In 2019 the Association for Accessible Medicines (AAM) said payer agencies “exclude coverage of first generics approximately 40% of the time”. In a white paper titled “Access Denied: Why New Generics Are Not Reaching America’s Seniors,” the AAM analysis indicates that patients may wait up to three years for first generic competitors to costly brands.
“Drug supply chain middlemen like health plans and pharmacy benefit managers (PBMs) increasingly block patient access, delaying coverage of new generics in favour of higher-priced brand drugs with high rebates,” explains Gupta. “These delays are driven by the perverse incentives of PBMs to prefer high-priced drugs with high rebates over drugs with lower list prices.” Gupta says that while 25 first generics were approved and launched in 2021, only by 23% of Medicare formularies covered them in that year.
These coverage delays limit patient access to lower-cost generics thereby exposing patients to high cost-sharing even though lower-cost alternatives are available. Moreover, inspections of manufacturing plants outside the US have revealed unsafe practices in the production of some generic drugs which has also exacerbated the problem.

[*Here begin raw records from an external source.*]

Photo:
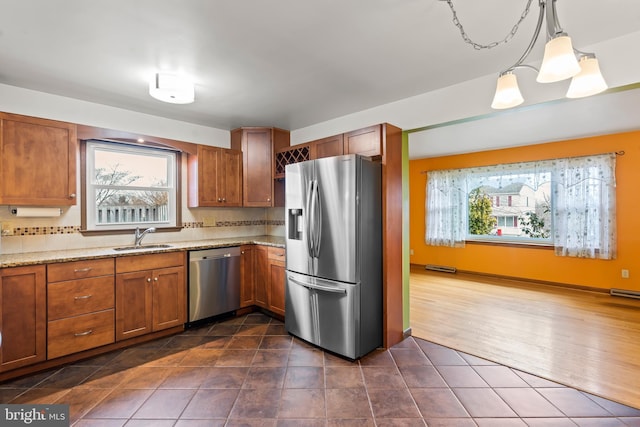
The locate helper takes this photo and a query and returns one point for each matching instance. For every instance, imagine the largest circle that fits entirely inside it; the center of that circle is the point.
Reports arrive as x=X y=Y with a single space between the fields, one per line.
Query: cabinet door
x=133 y=304
x=366 y=142
x=257 y=150
x=169 y=298
x=23 y=317
x=261 y=276
x=277 y=277
x=247 y=276
x=207 y=190
x=230 y=177
x=38 y=165
x=328 y=147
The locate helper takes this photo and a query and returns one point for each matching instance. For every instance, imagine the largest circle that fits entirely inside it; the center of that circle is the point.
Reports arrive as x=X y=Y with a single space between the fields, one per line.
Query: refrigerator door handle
x=309 y=218
x=317 y=222
x=318 y=287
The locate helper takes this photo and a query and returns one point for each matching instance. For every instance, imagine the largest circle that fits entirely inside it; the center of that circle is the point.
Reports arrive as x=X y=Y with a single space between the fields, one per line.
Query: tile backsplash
x=42 y=234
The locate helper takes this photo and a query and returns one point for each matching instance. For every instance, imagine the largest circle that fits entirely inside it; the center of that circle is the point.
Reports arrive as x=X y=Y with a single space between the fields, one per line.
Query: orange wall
x=533 y=263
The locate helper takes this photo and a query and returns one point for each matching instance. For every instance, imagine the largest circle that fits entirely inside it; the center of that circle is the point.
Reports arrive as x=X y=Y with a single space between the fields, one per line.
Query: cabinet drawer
x=79 y=269
x=276 y=254
x=75 y=297
x=74 y=334
x=149 y=262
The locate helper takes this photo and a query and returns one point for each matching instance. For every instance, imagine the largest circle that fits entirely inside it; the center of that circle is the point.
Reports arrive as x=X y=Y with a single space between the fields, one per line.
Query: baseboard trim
x=472 y=274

In 2017, FDA announced the Drug Competition Action Plan (DCAP) to allow consumers to get access to medicines. The FDA has focused its efforts under the DCAP in three key areas: generic drug development, review, and approval process; scientific and regulatory clarity for complex generic drugs; and addressing gaps that allow companies to “game” rules to delay generic competition.
The future of ‘first generics’
Sherwood says GDUFA III will provide a solid financial foundation to support the evolving generic drug program and will enable further regulatory science research to help expedite complex and other generic drug development.
“We are also continuing to work under GDUFA to reduce the number of assessment cycles for generic drug applications,” he adds, “including for first generics, to facilitate timely access to quality, affordable, safe and effective generic medicines.”
Gupta believes the complex generics segment is an underutilized opportunity which, moving forward, could provide significant cost savings to the healthcare system and improve patient access.
“The FDA has taken some steps to ease regulatory barriers for complex generics,” she says, “such as additional product-specific guidance and meetings for generic manufacturers with FDA officials to refine requirements for approval early in the development of an ANDA. But still they are considered restrictive, and approval is slow.”
So, while GDUFA and the FDA continue to support the development of first generics, there are challenges that still need addressing to ensure that cost-savings reach patients quickly and efficiently.